Ingredients – Sweet Potato Biscuits
- 1 small sweet potato (make 1/2 cup mashed)
- water (for cooking potato)
- 2 cups chick pea flour
- 2 tsp baking powder
- 1 tsp coconut palm sugar
- 2 tbsp olive oil
- 3/4 cup almond milk
Preheat oven to 425 F.
Cut sweet potato into cubes, cook in water until tender. While potatoes are cooking, use food processor and add chickpea flour, coconut palm sugar and baking powder and pulse a few times to mix well. With processor running add olive oil through the top, and process until the mixture has the texture of coarse bread crumbs. Once potatoes are cooked, mash in a bowl. Transfer crumb mixture to the same bowl and add almond milk, stir with spoon until thoroughly mixed, but not not over mix.
Use cookie sheet lined with parchment paper.
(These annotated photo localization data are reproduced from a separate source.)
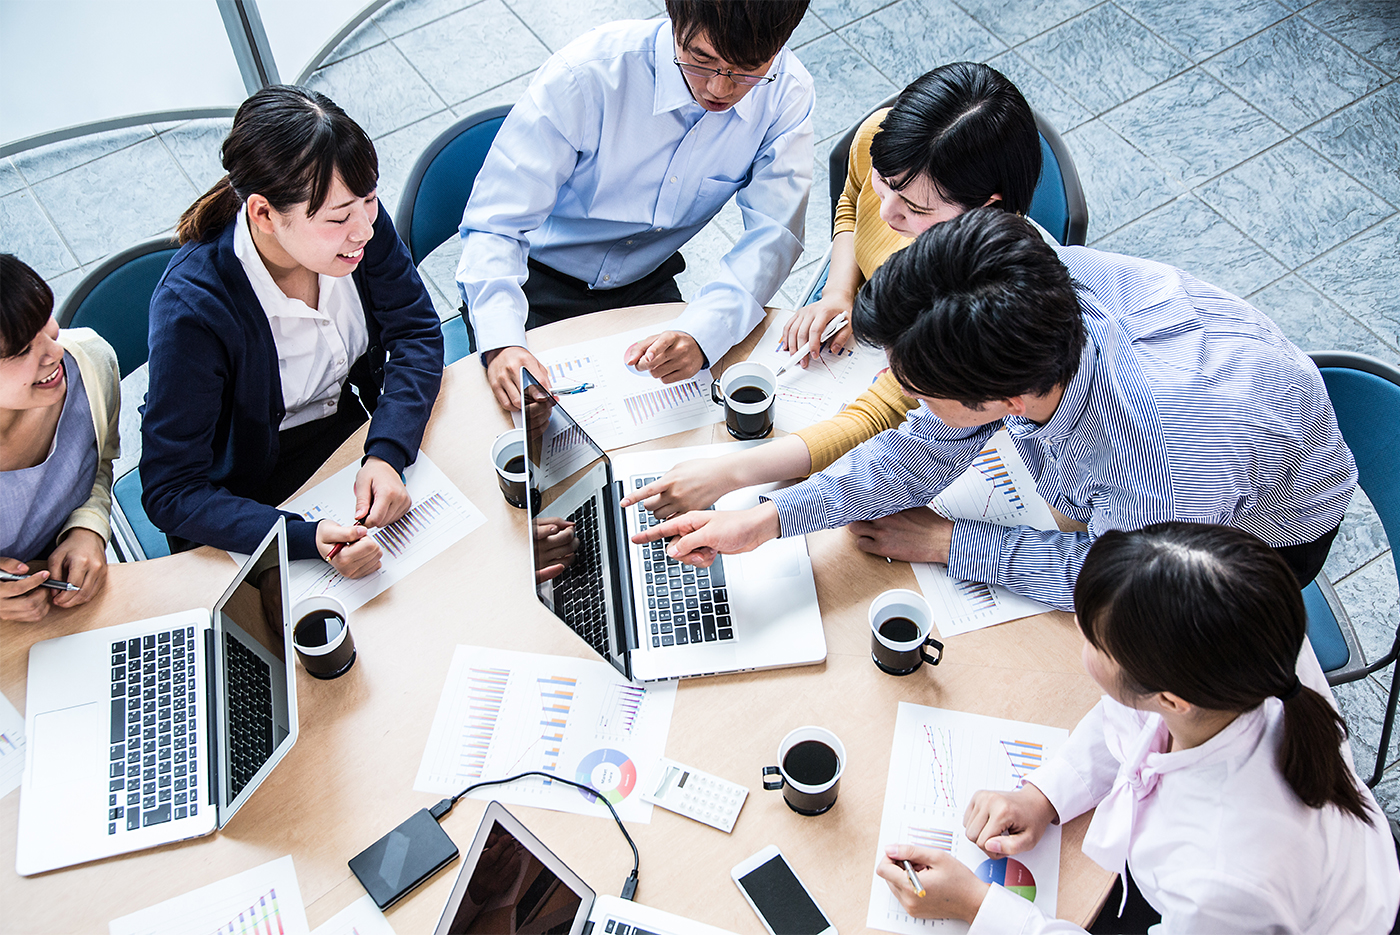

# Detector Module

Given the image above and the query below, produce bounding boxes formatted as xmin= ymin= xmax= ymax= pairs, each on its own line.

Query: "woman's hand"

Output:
xmin=781 ymin=294 xmax=855 ymax=367
xmin=875 ymin=844 xmax=989 ymax=923
xmin=355 ymin=456 xmax=411 ymax=527
xmin=620 ymin=457 xmax=739 ymax=518
xmin=963 ymin=783 xmax=1059 ymax=856
xmin=0 ymin=557 xmax=52 ymax=623
xmin=316 ymin=521 xmax=382 ymax=579
xmin=44 ymin=528 xmax=108 ymax=608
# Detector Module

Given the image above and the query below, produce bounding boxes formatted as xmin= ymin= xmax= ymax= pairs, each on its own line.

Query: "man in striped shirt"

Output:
xmin=634 ymin=209 xmax=1355 ymax=611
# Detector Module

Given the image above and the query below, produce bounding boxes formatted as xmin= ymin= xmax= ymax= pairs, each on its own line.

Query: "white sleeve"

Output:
xmin=969 ymin=884 xmax=1090 ymax=935
xmin=1024 ymin=698 xmax=1122 ymax=826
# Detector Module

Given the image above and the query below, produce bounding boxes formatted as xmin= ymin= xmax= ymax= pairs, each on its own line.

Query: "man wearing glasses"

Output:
xmin=457 ymin=0 xmax=814 ymax=411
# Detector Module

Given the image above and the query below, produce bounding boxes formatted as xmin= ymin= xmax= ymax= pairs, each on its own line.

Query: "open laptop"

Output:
xmin=435 ymin=800 xmax=739 ymax=935
xmin=522 ymin=370 xmax=825 ymax=682
xmin=16 ymin=519 xmax=296 ymax=876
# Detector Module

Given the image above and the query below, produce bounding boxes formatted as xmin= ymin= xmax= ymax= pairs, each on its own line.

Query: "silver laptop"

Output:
xmin=522 ymin=370 xmax=825 ymax=682
xmin=16 ymin=520 xmax=296 ymax=876
xmin=435 ymin=800 xmax=739 ymax=935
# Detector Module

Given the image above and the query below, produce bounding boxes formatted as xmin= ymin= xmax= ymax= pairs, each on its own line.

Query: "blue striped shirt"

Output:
xmin=766 ymin=247 xmax=1357 ymax=610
With large soup spoon, drop batter on cooking sheet and press dough to flatten a little.
Bake 10-12 minute or until nice and puffy and golden.
Enjoy these Sweet Potato Biscuits together with one of my super easy Tomato Soup or better yet, enjoy fresh out of the oven with my home made Raw Vegan Raspberry Jam…. MmmmMmmmmMmmmm! Hits the spot every time!